Essa é uma das decisões judiciais mais importantes e talvez a mais famosa da História, pois suas consequências não foram apenas legais, e sim sociais. O impacto da legalização do aborto foi tão intenso que até hoje, várias década depois, o tema ainda causa polêmica, discussões acaloradas, mobiliza grupos e ONGs e, eventualmente descamba até para a violência. Um resultado perceptível da decisão foi o aparecimento dos grupos pro-life (a favor da vida) e pro-choice (a favor da escolha). Há clinicas destinadas ao aborto nos EUA, e há grupos de pessoas que montam guarda em frente às mesmas tentando desestimular as mulheres que pensam em recorrer a elas. No já citado livro Freakonomics, Stephen Levitt levantou polêmica ao associar a diminuição na criminalidade nos EUA a partir de meados da década de 1990 à legalização do aborto. De acordo com os dados que fundamentam a conclusão de Levitt, o fato de que muitas crianças que nasceriam em lares pobres e sem condições diminuiu o contingente de pessoas com maior propensão ao crime. Um dos argumentos que suportam essa conclusão é que a criminalidade começou a decrescer por último nos estados que mais demoraram a respeitar a decisão Roe v. Wade. Também é comum deparar-se com referências ao caso em exemplares da cultura pop americana.

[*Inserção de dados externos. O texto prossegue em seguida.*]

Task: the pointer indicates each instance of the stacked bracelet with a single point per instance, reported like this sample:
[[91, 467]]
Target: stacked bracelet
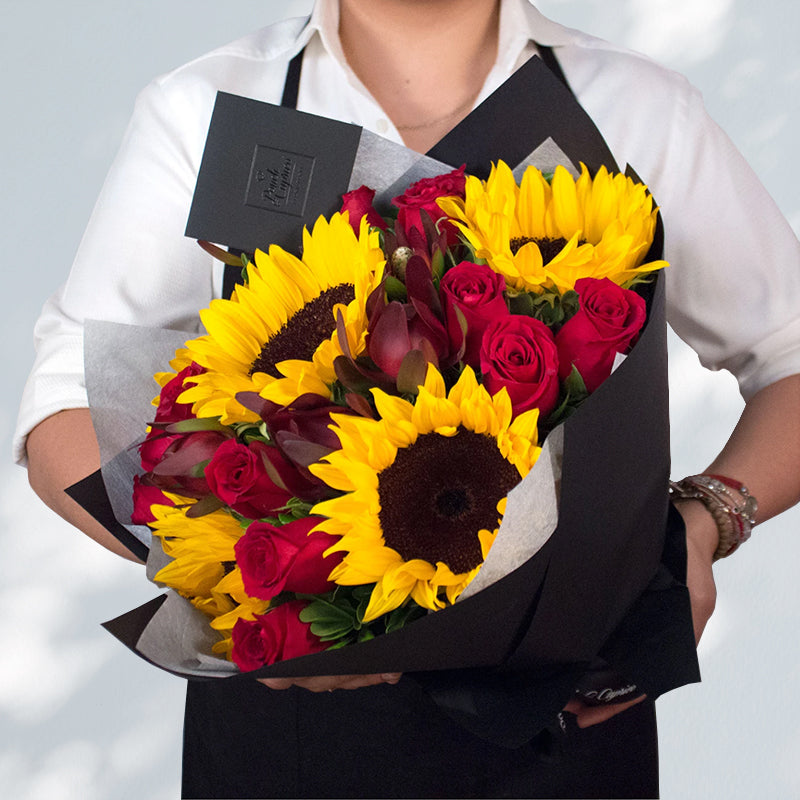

Os fãs das séries da franquia Law and Order, por exemplo, certamente já ouviram falar do assunto.
Há algumas curiosidades relacionadas ao caso. Uma delas é que, como se pode imaginar, a decisão judicial não veio a tempo. Quando venceu definitivamente a disputa, Norma já havia tido a terceira filha. Ela foi entregue à adoção, assim como a segunda havia sido. Outra curiosidade é que, em 1994, ela converteu-se ao catolicismo apostólico romano – a religião predominante nos EUA é o protestantismo. Ela logo passou a externar remorso por seu papel na legalização do aborto e a participar de grupos pró-vida.
Não é minha intenção manifestar apoio a nenhum dos dois lados da questão. Confesso que, por mais que já tenha ouvido argumentos contrários, não consigo encontrar uma resposta que seja realmente satisfatória para esse dilema. O ideal, é claro, seria que só engravidassem os casais que desejam e têm condições de ter filhos. Enquanto uma realidade como essa não chega, ficamos entre duas opções ruins. De uma forma ou de outra, espero ter ajudado quem procura informação em português sobre o assunto.
A maioria dos fatos relatados aqui foram tirados da Wikipedia e do livro Freakonomics. As opiniões, obviamente, são minhas. Há dois livros escritos pela própria Norma, intitulados I am Roe (de 1994) e Won by Love (de 1998). Há também um filme feito para TV chamado Roe X Wade, estrelado por Holly Hunter e lançado em 1989.